あと、この部屋の合鍵はそのままアキ君が持っていて

ありがとう
愛してる

               翡翠

 ため息が出た。最後の『愛してる』まで、まるっとセットで完璧な恋人が今、ここにいないのが悔しい。スイが起こしてくれた時に起きなかった自分が心底恨めしく思えた。

「俺のお姫さまは出来すぎか?」

 ソファに身体を投げ出して、スイの顔を思い出す。

「……あー……昨夜はヤバかった……」

 よく、仲直りのセックスはすごい。

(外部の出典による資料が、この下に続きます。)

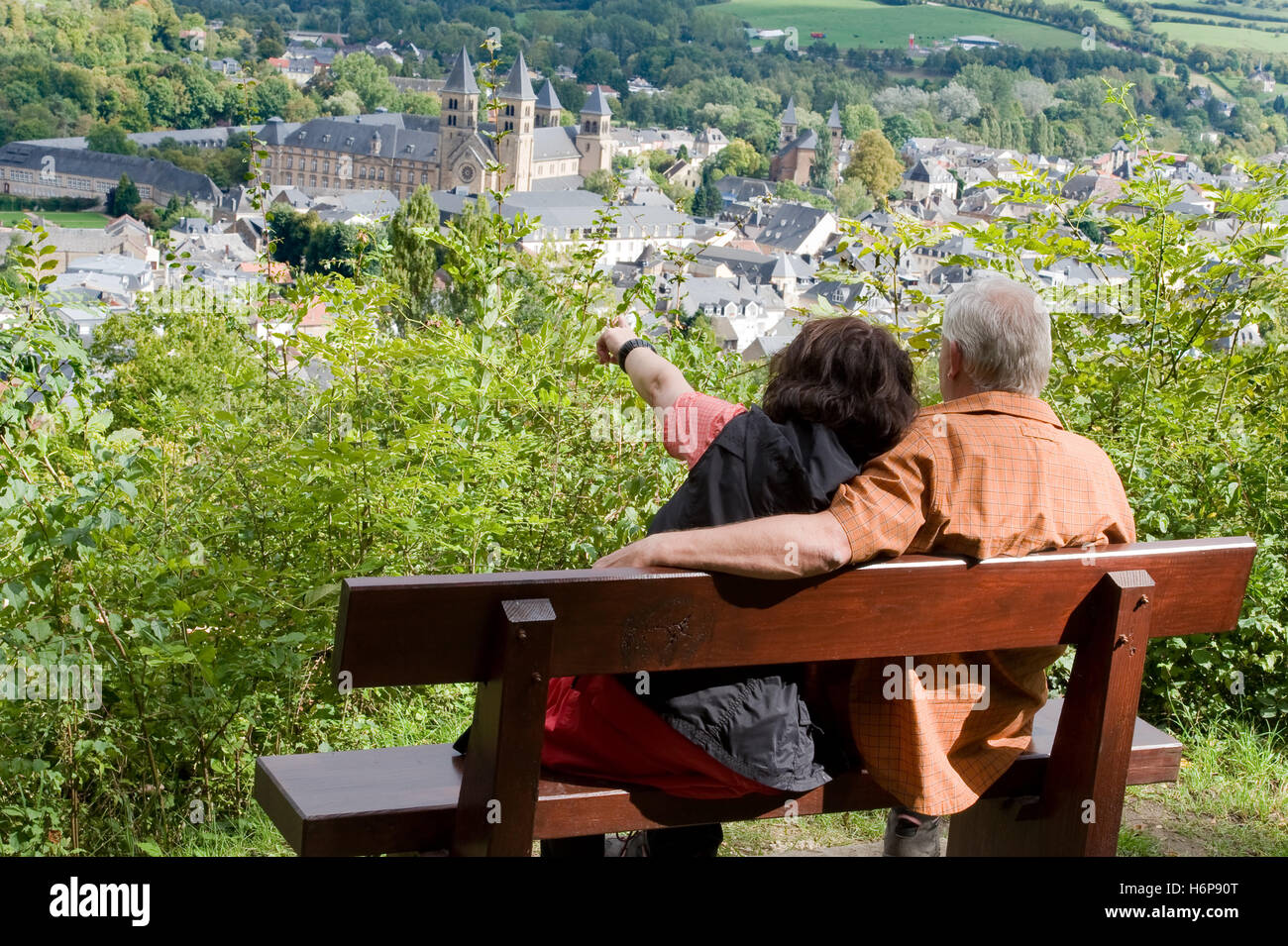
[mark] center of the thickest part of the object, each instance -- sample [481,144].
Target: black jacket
[752,719]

と、聞いたことはあったが、ここまでとは。と、にやけが止まらない。今まで経験がないほど萌えたし、燃えた。
 スイは終始素直で、可愛らしくて、エロかった。何度も自分の名前を呼んで、キスも、抱擁も、愛撫も、挿入すらおねだりする姿なんて、いつもの恥ずかしがりな彼からは想像もできない。いや、ねだってしまってからやっぱり恥ずかしがるのが堪らなかった。
 今まで、喧嘩した相手と仲直りのセックスなんてしたことがない。喧嘩をしたらそれまで、もう二度と会わない。で、おしまいだった。
 でも、スイは違う。どんなにみっともなくても、恥ずかしくても、手放したくない。無様に土下座してでも、取り戻したいと思った。
取り戻してよかったと思った。

「翡翠」

 本当に最高だった。
 最高だったのだけれど、思う。